# Motor Question on Boat



## joecaption (Nov 30, 2011)

Might help to give more info on what type motor you have.

Sounds like the cheak valve is leaking fuel back into the tank.

What I did on mine was install a squeze ball in the line, it alowed me to prime the carberator and the check ball in the bulb kept it from leaking back.
May not be the "right way" but it worked for me and it was cheap.
Always double clamp fuel lines on a boat, if one fails the other one will keep it on.
Use all stainless hose clamps, not the ones with a steel screw or band.


----------



## lemley98 (Mar 19, 2012)

Thanks for the reply. Thats interesting. can i put the squeeze ball before the Canister fuel filter? It will be the Tank then squeeze ball then filter, pump then Carb. Also can i possible put another check valve right before the fuel filter?


----------



## lemley98 (Mar 19, 2012)

Almost forgot! Its a 19 ft Marada with a 4.3 Litre engine (not Fuel Injected) Inboard/outboard


----------



## 47_47 (Sep 11, 2007)

Electric pumps push fluid. Where if the pump? Is it in or near the tank or by the engine?


----------



## lemley98 (Mar 19, 2012)

closer to the engine,you have the tank with hose going to the canister filter then the pump to the carb.


----------



## lemley98 (Mar 19, 2012)

Any thoughts? A new fuel pump is a little over $200. Does anybody think its the fuel pump? check valve? or else? Hate to spend that kind of cash if not sure. thanks


----------



## lemley98 (Mar 19, 2012)

Somebody? Thanks


----------



## joecaption (Nov 30, 2011)

Without being there to see it my gut feeling is to put it before the fuel filter, the reason is when you change the filter it would give you a way to fill it with fuel and prime the line.


----------



## Marty1Mc (Mar 19, 2011)

I wouldn't change the fuel pump unless I was sure it's the problem. I would check the pressure in the line at the carb first. Get a pressure gauge and put it inline, turn the switch to the start position, then check if you have pressure.

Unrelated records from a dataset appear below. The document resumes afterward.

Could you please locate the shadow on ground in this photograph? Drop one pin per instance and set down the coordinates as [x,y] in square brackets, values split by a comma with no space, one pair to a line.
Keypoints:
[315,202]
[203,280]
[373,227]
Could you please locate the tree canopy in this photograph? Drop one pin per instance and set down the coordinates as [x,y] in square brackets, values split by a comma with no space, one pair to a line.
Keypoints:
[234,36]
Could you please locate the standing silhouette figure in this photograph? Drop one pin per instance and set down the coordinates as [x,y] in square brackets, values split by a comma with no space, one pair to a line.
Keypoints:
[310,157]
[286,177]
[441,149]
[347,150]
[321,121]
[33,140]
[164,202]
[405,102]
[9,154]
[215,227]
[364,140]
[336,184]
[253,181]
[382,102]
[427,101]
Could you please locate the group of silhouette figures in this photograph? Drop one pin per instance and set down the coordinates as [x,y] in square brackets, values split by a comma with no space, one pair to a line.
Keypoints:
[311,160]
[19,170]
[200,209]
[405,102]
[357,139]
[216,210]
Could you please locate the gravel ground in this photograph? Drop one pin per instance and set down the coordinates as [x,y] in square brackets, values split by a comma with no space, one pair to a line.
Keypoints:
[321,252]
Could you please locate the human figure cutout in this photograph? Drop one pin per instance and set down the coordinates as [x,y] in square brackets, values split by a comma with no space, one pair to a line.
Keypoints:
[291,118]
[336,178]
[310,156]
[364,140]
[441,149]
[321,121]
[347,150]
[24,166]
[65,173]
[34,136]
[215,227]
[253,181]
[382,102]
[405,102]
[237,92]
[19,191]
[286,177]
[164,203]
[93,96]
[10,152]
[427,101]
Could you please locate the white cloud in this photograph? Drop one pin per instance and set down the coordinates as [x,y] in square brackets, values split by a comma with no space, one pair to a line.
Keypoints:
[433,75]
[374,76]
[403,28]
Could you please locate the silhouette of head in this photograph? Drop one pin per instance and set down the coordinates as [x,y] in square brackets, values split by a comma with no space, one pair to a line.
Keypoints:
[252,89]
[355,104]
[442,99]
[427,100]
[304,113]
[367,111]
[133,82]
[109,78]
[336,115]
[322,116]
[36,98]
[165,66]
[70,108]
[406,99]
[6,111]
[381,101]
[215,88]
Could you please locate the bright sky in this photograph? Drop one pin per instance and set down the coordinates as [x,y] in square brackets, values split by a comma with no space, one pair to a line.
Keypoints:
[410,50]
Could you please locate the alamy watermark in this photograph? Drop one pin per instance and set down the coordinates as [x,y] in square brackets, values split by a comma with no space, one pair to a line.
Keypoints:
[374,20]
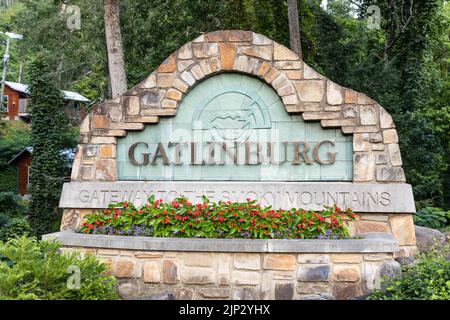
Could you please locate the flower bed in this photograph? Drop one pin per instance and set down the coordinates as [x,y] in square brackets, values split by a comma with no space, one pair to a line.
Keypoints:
[181,218]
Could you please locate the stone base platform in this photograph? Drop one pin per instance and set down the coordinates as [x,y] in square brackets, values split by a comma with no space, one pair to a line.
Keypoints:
[240,269]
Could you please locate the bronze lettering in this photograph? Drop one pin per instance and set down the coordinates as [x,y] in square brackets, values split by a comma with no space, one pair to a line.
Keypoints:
[133,158]
[303,152]
[331,155]
[160,152]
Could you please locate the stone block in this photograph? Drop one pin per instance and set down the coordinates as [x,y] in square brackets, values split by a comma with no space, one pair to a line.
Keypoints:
[107,151]
[165,79]
[346,273]
[284,291]
[180,85]
[386,121]
[262,52]
[215,293]
[310,73]
[279,262]
[310,90]
[345,290]
[388,173]
[173,94]
[170,272]
[125,268]
[313,258]
[313,287]
[394,154]
[168,65]
[105,169]
[361,142]
[227,55]
[334,93]
[371,226]
[183,64]
[185,52]
[247,261]
[152,272]
[390,136]
[288,65]
[402,227]
[280,52]
[346,258]
[187,77]
[245,278]
[260,40]
[152,97]
[349,111]
[205,50]
[368,115]
[198,275]
[199,259]
[350,96]
[313,273]
[245,294]
[100,122]
[363,167]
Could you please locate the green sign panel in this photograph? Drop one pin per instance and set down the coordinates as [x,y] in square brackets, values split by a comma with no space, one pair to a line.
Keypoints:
[234,127]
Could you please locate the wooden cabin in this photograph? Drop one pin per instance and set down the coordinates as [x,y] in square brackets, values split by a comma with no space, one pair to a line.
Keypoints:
[15,103]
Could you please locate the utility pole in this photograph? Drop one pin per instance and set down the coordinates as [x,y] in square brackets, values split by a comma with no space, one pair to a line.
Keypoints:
[294,28]
[5,66]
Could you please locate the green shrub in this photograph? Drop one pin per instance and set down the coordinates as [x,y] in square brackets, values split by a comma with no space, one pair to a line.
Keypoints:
[180,218]
[15,228]
[34,269]
[432,217]
[12,205]
[428,279]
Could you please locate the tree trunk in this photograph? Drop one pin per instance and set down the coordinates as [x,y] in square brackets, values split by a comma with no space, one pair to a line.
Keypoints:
[294,28]
[116,63]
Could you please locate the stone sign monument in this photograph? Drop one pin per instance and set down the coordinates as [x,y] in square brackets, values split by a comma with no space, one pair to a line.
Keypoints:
[234,115]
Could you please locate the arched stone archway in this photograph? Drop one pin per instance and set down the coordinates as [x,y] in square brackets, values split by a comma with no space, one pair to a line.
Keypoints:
[303,91]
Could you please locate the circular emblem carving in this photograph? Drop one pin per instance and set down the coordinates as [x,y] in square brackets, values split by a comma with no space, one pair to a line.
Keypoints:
[231,114]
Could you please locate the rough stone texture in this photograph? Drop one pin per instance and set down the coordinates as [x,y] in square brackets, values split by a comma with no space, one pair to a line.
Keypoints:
[316,273]
[402,227]
[279,262]
[334,94]
[343,290]
[284,291]
[125,268]
[371,226]
[245,278]
[247,261]
[426,238]
[152,272]
[311,90]
[170,272]
[346,273]
[191,275]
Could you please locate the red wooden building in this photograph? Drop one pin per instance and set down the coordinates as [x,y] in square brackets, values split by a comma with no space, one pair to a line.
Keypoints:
[15,99]
[22,161]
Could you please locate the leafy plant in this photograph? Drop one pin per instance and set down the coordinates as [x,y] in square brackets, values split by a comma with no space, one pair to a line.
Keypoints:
[17,227]
[181,218]
[428,279]
[432,217]
[32,269]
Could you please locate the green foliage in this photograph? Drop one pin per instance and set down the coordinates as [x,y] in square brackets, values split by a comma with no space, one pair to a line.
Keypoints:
[180,218]
[49,127]
[15,228]
[34,269]
[12,205]
[431,217]
[428,279]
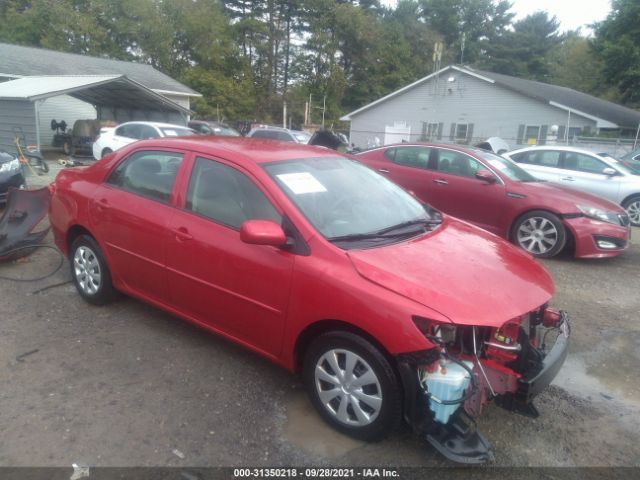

If you don't then work backwards. It seems to me that your pump is probably working, but losing prime. Otherwise, it wouldn't run after you got the motor started.

I think the above suggestion is good, and I would try that as well.


----------



## lemley98 (Mar 19, 2012)

OK Thanks


----------



## Bondo (Dec 8, 2007)

lemley98 said:


> OK Thanks


Ayuh,... Is this a Mercruiser 4.3l,..?? 4bbl. carb,..??

If so, it's the carb leakin' off, not yer fuel pump...


----------



## CaptRandy (Nov 9, 2011)

How old is engine, how old are fuel line hoses, does the pump ball hold pressure have you changed fuel filter? Also where are you located-ethanol?
Ethanol eats fuel lines, gums carbs as well as any number of other problems. 
Also what type fuel tank(permanent/portable)?


----------